L’inchiesta sulla centrale a carbone di Vado Ligure, sull’inquinamento e sui morti, è tutta in questo scambio di battute tra due dirigenti del ministero dell’Ambiente. Che ne esce a pezzi.
Ma le 110 pagine dei Noe dei carabinieri citano spesso Claudio De Vincenti, sottosegretario alla Presidenza del Consiglio, uomo forte di Matteo Renzi.
Riguardo a De Vincenti — non indagato — gli investigatori dicono: “Le registrazioni dimostrano come la pubblica amministrazione con particolare riferimento all’allora viceministro dello Sviluppo Economico, Claudio De Vincenti, si adoperi per suggerire la strada a Tirreno Power per aggirare la prescrizione che impone la copertura del carbone”.

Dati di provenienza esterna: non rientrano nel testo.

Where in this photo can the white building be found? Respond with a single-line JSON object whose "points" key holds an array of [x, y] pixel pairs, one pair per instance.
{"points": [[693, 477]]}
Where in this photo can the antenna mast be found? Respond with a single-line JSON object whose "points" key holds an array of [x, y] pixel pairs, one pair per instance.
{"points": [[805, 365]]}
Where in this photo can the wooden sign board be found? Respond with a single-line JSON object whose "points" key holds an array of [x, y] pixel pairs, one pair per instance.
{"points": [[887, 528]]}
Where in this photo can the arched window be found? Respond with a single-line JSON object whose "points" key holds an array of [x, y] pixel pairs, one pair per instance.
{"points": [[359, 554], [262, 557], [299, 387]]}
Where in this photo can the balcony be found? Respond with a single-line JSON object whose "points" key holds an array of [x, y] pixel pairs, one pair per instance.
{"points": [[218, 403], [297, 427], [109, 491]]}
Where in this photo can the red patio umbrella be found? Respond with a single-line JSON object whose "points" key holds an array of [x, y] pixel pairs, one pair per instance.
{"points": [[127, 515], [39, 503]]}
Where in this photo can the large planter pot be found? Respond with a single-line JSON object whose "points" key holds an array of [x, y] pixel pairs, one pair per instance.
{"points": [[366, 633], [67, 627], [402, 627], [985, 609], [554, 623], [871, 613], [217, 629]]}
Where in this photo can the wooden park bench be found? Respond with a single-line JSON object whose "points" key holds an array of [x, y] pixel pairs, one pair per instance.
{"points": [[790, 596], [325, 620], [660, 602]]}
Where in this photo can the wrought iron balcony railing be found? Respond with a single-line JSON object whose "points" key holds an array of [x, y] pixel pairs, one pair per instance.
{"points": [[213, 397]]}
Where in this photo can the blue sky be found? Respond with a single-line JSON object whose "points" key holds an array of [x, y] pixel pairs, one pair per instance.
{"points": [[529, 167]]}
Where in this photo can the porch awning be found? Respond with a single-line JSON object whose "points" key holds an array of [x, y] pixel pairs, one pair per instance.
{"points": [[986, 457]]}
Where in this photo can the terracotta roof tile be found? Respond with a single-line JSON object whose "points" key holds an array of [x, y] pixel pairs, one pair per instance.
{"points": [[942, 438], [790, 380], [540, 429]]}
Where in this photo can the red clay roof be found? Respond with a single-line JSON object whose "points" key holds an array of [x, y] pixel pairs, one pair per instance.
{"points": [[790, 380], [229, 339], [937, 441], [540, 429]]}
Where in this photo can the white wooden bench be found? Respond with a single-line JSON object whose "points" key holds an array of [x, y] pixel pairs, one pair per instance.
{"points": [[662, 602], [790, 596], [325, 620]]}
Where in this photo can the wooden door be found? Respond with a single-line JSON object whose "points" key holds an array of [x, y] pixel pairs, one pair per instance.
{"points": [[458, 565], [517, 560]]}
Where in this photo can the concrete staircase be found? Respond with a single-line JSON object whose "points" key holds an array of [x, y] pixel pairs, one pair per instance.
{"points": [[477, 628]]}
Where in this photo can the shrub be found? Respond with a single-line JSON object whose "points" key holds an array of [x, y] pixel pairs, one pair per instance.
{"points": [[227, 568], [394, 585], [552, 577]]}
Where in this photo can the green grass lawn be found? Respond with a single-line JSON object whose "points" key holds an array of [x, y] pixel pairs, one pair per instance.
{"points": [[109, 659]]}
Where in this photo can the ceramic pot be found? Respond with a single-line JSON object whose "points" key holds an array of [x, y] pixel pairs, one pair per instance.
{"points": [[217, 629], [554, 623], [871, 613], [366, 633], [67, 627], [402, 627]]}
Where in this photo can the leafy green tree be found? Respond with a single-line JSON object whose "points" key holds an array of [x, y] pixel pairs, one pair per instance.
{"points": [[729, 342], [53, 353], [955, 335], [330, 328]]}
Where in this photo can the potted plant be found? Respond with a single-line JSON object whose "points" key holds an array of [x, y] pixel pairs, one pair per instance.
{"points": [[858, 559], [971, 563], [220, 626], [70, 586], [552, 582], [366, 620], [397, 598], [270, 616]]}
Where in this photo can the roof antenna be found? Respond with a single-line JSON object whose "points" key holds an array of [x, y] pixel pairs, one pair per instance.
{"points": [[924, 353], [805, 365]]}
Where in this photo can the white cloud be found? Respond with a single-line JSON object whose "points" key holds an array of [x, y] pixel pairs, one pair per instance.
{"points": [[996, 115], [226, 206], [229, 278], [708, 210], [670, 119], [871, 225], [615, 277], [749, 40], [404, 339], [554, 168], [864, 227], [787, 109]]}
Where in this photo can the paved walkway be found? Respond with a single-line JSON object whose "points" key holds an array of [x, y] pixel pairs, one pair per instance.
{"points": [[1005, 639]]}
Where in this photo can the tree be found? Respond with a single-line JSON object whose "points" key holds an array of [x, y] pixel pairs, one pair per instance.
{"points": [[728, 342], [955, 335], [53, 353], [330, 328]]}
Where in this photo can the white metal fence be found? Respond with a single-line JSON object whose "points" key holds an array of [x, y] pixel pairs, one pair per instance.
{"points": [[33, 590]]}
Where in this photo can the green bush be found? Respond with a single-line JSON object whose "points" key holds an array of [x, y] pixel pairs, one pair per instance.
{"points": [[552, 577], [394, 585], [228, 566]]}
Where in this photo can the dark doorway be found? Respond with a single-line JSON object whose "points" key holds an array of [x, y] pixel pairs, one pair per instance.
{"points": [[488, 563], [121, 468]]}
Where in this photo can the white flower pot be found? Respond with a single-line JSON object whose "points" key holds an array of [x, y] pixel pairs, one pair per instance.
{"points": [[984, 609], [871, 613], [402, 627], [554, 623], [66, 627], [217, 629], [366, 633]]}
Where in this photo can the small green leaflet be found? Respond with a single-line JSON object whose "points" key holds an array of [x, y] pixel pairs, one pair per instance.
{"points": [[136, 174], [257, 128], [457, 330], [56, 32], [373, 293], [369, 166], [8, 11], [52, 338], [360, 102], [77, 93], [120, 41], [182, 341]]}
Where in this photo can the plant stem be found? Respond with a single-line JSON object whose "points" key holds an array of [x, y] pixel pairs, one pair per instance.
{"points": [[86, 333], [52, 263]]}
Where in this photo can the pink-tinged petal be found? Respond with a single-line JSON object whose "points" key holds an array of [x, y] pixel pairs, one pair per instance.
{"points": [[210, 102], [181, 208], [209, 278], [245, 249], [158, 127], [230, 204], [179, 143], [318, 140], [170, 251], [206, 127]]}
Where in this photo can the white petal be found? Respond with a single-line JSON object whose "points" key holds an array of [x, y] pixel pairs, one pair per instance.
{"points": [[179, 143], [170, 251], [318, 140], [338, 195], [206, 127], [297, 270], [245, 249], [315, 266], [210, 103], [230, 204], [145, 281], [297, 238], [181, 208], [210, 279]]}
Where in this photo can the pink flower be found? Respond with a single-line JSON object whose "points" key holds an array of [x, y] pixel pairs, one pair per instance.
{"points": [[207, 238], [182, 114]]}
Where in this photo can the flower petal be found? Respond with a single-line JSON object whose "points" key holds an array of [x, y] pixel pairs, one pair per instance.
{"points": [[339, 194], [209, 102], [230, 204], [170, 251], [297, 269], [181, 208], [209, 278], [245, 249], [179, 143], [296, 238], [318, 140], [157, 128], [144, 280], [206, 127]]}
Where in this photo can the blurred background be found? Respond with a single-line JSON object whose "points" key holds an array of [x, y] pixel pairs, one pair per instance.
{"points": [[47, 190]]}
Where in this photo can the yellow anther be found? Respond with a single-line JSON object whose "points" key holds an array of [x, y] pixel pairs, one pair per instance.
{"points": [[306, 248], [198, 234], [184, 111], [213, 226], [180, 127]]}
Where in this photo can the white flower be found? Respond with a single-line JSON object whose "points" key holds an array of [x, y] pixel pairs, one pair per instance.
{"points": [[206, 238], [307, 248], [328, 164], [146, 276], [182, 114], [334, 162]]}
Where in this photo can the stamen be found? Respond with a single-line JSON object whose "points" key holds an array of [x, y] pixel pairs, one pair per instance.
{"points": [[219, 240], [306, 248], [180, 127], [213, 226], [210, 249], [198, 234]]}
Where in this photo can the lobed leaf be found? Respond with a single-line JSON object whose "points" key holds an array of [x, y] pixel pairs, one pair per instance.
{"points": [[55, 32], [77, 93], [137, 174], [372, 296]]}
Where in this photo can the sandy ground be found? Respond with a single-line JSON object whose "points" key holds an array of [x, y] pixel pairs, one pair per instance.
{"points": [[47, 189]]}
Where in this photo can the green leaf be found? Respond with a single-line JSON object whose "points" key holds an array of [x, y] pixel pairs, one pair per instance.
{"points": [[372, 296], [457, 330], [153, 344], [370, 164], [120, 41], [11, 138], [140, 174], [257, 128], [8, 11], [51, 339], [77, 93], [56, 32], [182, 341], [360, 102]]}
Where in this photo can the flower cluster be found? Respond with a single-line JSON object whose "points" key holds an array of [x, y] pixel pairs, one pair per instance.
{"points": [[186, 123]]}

De Vincenti, secondo gli investigatori, avrebbe ipotizzato di chiedere al Csm un’azione disciplinare contro il pm Francantonio Granero.

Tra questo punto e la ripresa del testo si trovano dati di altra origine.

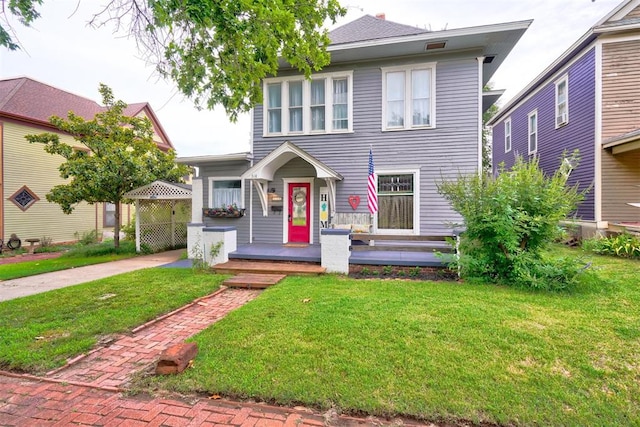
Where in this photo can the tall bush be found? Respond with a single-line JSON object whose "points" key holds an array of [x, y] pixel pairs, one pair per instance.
{"points": [[510, 218]]}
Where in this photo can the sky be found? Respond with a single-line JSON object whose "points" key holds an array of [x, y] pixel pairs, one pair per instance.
{"points": [[61, 50]]}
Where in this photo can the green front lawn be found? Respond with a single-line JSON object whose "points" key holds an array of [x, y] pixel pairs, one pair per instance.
{"points": [[435, 351], [40, 332], [78, 256]]}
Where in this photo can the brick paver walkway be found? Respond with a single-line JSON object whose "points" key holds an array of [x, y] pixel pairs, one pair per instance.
{"points": [[115, 364], [87, 390]]}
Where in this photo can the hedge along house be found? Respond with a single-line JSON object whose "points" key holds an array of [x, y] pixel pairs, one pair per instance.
{"points": [[413, 96], [588, 99], [28, 173]]}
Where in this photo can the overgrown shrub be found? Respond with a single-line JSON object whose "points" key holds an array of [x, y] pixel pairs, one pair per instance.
{"points": [[623, 245], [104, 248], [129, 230], [87, 238], [510, 219]]}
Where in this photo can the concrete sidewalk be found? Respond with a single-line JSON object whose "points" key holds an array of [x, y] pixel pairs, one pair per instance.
{"points": [[16, 288]]}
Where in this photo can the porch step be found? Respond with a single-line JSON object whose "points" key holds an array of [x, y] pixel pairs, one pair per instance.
{"points": [[253, 281], [262, 267]]}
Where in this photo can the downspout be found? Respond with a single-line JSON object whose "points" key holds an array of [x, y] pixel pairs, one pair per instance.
{"points": [[480, 124], [597, 196]]}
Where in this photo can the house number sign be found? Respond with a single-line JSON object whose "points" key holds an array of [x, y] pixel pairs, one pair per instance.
{"points": [[354, 201]]}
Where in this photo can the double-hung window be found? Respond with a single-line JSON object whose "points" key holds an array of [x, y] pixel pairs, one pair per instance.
{"points": [[562, 101], [408, 97], [397, 202], [533, 132], [225, 192], [507, 135], [322, 104]]}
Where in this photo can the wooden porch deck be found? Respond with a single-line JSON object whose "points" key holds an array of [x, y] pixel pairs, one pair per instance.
{"points": [[311, 254]]}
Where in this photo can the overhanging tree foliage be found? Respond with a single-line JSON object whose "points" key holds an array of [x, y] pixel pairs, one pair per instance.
{"points": [[218, 51], [509, 221], [120, 155]]}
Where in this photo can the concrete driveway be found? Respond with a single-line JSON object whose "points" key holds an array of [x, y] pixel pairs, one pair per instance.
{"points": [[16, 288]]}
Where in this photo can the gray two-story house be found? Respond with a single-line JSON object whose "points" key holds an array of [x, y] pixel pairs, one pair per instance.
{"points": [[413, 97], [588, 99]]}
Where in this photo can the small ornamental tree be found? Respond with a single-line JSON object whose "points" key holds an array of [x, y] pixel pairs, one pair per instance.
{"points": [[120, 155], [509, 221]]}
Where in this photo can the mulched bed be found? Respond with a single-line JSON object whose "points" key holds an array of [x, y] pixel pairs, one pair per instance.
{"points": [[400, 272], [7, 259]]}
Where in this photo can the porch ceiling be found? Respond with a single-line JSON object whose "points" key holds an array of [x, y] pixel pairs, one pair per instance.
{"points": [[266, 168]]}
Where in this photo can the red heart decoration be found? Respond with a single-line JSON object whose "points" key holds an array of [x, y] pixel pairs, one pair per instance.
{"points": [[354, 201]]}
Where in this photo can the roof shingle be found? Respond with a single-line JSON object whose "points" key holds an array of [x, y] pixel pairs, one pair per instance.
{"points": [[371, 28]]}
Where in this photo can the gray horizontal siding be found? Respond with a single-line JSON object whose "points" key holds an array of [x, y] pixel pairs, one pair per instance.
{"points": [[229, 168], [450, 148]]}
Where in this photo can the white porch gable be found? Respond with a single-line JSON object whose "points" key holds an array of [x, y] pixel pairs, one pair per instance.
{"points": [[263, 172]]}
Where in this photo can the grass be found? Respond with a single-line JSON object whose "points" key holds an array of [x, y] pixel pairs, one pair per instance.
{"points": [[39, 332], [434, 351], [76, 257]]}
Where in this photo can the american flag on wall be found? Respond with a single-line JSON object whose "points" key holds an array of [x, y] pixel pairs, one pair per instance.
{"points": [[372, 193]]}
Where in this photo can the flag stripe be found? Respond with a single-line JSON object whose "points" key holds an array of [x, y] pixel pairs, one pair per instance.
{"points": [[372, 194]]}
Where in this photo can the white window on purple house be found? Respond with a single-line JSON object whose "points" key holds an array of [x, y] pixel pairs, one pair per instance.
{"points": [[533, 132], [507, 135], [408, 100], [562, 101]]}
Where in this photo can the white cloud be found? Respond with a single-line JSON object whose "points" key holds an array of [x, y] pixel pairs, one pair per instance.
{"points": [[62, 51]]}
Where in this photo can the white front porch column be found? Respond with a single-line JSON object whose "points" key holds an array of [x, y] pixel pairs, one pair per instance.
{"points": [[196, 200], [334, 249]]}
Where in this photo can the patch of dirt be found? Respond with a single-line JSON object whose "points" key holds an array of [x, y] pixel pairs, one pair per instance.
{"points": [[26, 257]]}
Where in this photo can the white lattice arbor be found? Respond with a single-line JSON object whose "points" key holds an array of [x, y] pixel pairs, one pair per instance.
{"points": [[163, 210]]}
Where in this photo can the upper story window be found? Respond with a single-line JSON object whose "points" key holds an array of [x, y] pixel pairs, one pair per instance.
{"points": [[507, 135], [408, 97], [323, 104], [562, 101], [533, 132]]}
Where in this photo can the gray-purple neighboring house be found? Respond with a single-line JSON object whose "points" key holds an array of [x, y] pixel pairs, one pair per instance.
{"points": [[587, 99], [411, 95]]}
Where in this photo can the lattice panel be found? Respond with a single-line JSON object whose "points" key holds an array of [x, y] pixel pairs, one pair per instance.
{"points": [[163, 223]]}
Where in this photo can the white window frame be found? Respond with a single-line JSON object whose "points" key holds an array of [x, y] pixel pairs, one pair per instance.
{"points": [[416, 201], [532, 132], [408, 96], [306, 104], [562, 119], [212, 179], [507, 135]]}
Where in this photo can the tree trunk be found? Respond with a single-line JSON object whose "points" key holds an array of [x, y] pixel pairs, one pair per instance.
{"points": [[116, 227]]}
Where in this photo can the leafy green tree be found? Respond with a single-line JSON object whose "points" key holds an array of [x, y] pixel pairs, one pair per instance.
{"points": [[120, 155], [218, 51], [509, 221]]}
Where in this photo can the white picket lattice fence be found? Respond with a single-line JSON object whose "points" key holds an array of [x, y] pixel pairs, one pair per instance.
{"points": [[163, 223]]}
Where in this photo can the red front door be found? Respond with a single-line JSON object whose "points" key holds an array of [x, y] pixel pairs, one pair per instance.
{"points": [[299, 223]]}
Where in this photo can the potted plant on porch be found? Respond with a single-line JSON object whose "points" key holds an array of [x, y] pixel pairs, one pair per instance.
{"points": [[228, 211]]}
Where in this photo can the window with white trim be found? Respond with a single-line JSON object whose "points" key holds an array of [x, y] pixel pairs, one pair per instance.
{"points": [[397, 198], [320, 105], [408, 97], [533, 132], [562, 101], [225, 192], [507, 135]]}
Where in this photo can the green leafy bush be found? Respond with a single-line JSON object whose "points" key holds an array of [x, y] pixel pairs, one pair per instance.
{"points": [[510, 219], [622, 245]]}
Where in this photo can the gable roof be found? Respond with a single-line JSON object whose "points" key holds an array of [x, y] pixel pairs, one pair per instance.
{"points": [[616, 20], [29, 100], [369, 27]]}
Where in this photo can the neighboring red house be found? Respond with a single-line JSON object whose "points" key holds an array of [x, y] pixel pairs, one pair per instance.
{"points": [[27, 172]]}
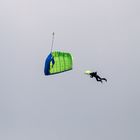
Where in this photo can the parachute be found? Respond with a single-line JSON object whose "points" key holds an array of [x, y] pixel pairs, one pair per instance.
{"points": [[58, 62]]}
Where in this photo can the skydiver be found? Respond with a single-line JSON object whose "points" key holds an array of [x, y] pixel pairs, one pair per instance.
{"points": [[98, 78]]}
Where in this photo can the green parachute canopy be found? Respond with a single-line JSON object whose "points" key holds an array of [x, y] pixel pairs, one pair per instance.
{"points": [[58, 62]]}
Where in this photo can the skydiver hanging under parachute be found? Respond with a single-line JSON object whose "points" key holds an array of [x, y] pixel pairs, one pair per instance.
{"points": [[94, 74]]}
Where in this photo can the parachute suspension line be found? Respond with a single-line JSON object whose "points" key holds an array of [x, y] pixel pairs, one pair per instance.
{"points": [[52, 41]]}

Un lavoro corposissimo quello della Procura di Savona e dei Noe: 800mila pagine.
Le frasi dei dirigenti dei ministeri sono rivelatrici: “Se si volesse fare una cosa pulita”, “Questa pulita non potrà mai essere, meno sporca…”.
Ancora: “Abbiamo una porcata da fare in trenta minuti, scritta da loro, dallo Sviluppo Economico”. Senso di colpa o sarcasmo? “Mi sputerei in faccia da solo”.

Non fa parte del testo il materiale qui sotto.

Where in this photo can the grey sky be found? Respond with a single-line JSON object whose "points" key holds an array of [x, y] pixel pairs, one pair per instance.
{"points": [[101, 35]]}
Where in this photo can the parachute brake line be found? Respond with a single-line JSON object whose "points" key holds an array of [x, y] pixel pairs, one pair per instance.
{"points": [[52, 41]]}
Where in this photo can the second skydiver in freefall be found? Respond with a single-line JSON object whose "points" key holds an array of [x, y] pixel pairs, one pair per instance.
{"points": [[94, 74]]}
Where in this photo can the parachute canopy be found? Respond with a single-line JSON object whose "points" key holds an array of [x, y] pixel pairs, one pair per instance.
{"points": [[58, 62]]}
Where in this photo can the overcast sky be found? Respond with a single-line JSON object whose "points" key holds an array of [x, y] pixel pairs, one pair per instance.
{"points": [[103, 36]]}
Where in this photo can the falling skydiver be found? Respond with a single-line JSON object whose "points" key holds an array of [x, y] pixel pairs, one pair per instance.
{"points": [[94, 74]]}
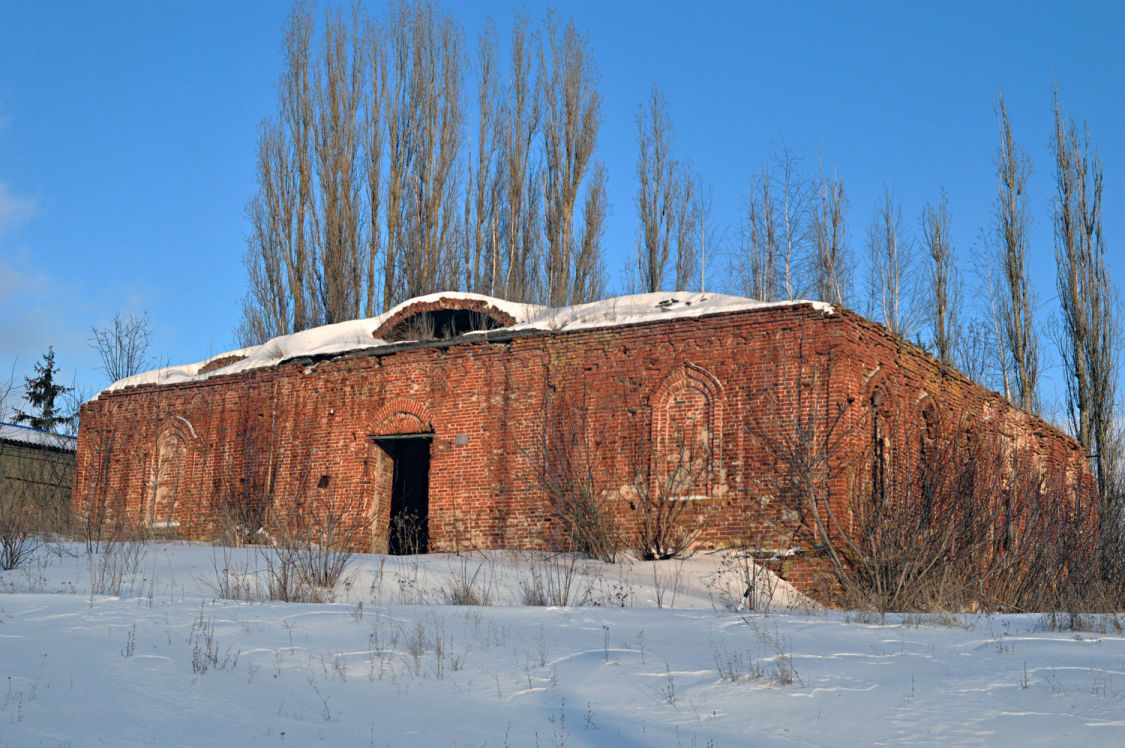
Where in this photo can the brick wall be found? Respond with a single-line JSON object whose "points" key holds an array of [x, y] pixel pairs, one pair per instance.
{"points": [[736, 382]]}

Fino a un riferimento forse all’Ilva: “Stiamo scrivendo un’altra norma porcata… c’ho un conato”.
Dal rapporto del Noe emergerebbero gli appoggi della società Tirreno Power, fino a pochi anni fa controllata da Sorgenia che faceva capo al Gruppo De Benedetti (ora è passata a Gaz de France).
De Vincenti, quindi.
Ecco una conversazione tra Massimiliano Salvi (direttore di Tirreno Power) e due dirigenti del ministero dell’Ambiente: “La Severino (Paola, ex ministro della Giustizia, oggi avvocato di Tirreno Power, ndr) mi dice… in questo Paese i governatori possono fare quello che vogliono… pure De Vincenti ieri mi dice… ma non si può fare un esposto al Csm? Non si può fare aprire un’indagine al ministero della Giustizia…”, dice Salvi. Il sottosegretario di Renzi, che si occupava di una centrale responsabile — per i pm — della morte di centinaia di persone, ipotizza con i dirigenti di perseguire i magistrati?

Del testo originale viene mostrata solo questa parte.